Nintendo president Satoru Iwata has dismissed growing suggestions that an official Wii U price drop is paramount if the company wants to reverse the console's fortunes.
Speaking to CVG contributor Steve Boxer, Iwata insisted that a lack of software, not pricing, was the real issue behind Wii U's lost momentum.
His theory is that the Basic model, which can be found at $100 and £100 cheaper then the Premium model, would not be selling worst of all if price was the real problem.
"If the price is actually an issue [with Wii U], then there is some contradiction between the current sales balance between the Basic and Premium versions of the Wii U," Iwata said.
"The basic version should have sold a lot, but the fact of the matter is that people are buying more of the premium version. So the issue is not there."

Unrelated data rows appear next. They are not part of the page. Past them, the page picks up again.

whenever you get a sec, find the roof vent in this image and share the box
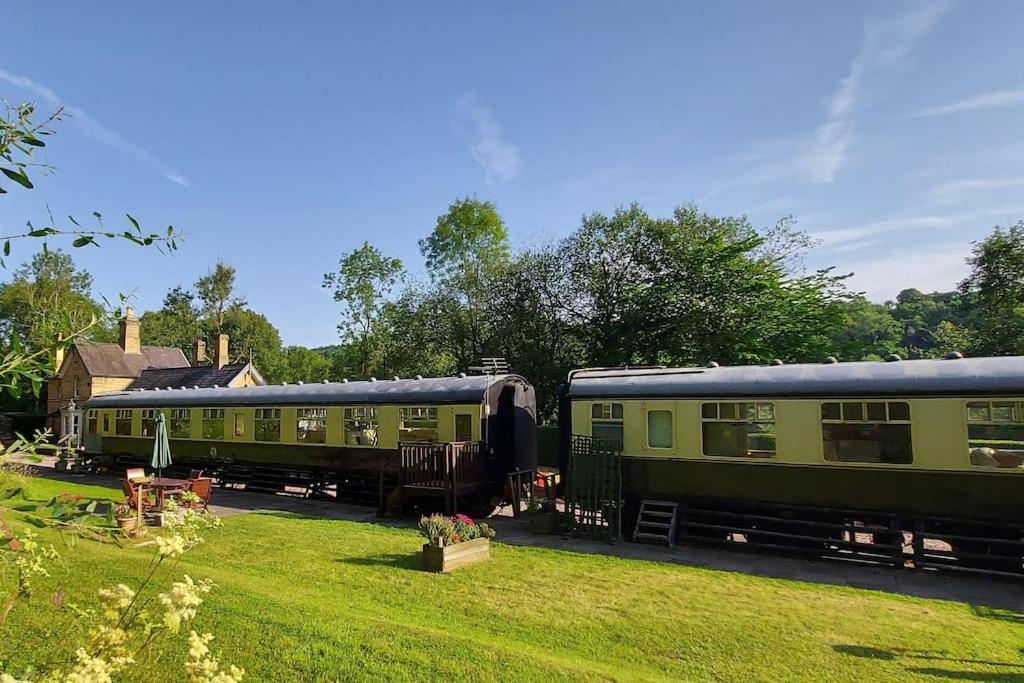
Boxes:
[180,386,187,390]
[167,387,174,391]
[212,384,219,389]
[369,377,377,382]
[458,372,467,378]
[154,387,161,391]
[770,359,784,366]
[322,379,329,384]
[944,351,964,360]
[706,362,719,368]
[281,382,289,386]
[393,376,400,381]
[297,381,304,385]
[823,356,838,364]
[884,354,902,362]
[342,378,349,383]
[415,374,423,380]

Following a relatively successful launch in November 2012, Nintendo has watched its Wii U system sales sink to new depths, the most recent result showing that the corporation sold just 160,000 consoles globally in the three months between April and July.
Some retail chains have voiced their desire for an official Wii U RRP cut, and even taken their own measures to unofficially slash the Wii U price. Other retailers have ceased stocking the cheaper Basic model, while Asda has suspended all Wii U units from stores.

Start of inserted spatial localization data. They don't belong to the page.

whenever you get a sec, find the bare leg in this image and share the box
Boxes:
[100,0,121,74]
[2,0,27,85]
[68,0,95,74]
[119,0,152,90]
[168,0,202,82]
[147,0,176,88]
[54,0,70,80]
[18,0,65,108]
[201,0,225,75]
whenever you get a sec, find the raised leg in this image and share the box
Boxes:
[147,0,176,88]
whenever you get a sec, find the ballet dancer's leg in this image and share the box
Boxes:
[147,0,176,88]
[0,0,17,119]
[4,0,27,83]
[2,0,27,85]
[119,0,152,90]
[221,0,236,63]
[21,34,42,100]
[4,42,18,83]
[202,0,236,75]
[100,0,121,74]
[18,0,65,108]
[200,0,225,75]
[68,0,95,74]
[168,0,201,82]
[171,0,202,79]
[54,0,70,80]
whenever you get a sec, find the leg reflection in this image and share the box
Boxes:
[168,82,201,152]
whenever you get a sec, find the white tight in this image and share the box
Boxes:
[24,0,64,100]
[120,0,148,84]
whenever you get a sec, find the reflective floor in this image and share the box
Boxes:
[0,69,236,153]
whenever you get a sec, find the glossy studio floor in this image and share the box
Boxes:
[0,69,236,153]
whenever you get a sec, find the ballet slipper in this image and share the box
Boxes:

Iwata believes that a strong line-up of key game releases is paramount.
"I understand that the real issue is the lack of software, and the only solution is to provide the mass-market with a number of quality software titles."

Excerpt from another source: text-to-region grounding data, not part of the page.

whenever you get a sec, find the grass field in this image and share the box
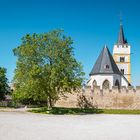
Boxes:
[29,107,140,115]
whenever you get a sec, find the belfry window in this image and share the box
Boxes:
[120,57,125,62]
[120,69,124,74]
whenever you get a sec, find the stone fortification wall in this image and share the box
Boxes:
[56,86,140,109]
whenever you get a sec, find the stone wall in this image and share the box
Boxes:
[55,86,140,109]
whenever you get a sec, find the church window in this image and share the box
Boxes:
[120,69,124,74]
[104,64,109,69]
[102,80,110,89]
[115,80,120,88]
[92,80,97,88]
[120,57,125,62]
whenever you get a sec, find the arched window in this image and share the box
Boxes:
[120,69,124,74]
[92,80,97,87]
[102,80,110,89]
[115,79,120,88]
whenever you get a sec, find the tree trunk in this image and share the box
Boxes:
[48,97,53,109]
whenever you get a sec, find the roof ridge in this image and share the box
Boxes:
[99,47,105,73]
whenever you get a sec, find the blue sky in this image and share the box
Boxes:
[0,0,140,85]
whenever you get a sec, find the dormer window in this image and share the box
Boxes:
[104,64,109,69]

Supporting this theory is the increasing commercial momentum of the Nintendo 3DS; a handheld system with its own launch issues that is now outselling all other games consoles across the UK, US and Japan.
Nintendo used a price cut to turn around the early-life sales slump of the 3DS, slashing almost a third off its asking price (from $249 to $169.99 in the US).
Iwata previously poured cold water on hopes for an official price cut by revealing that each Wii U console still sells at a loss.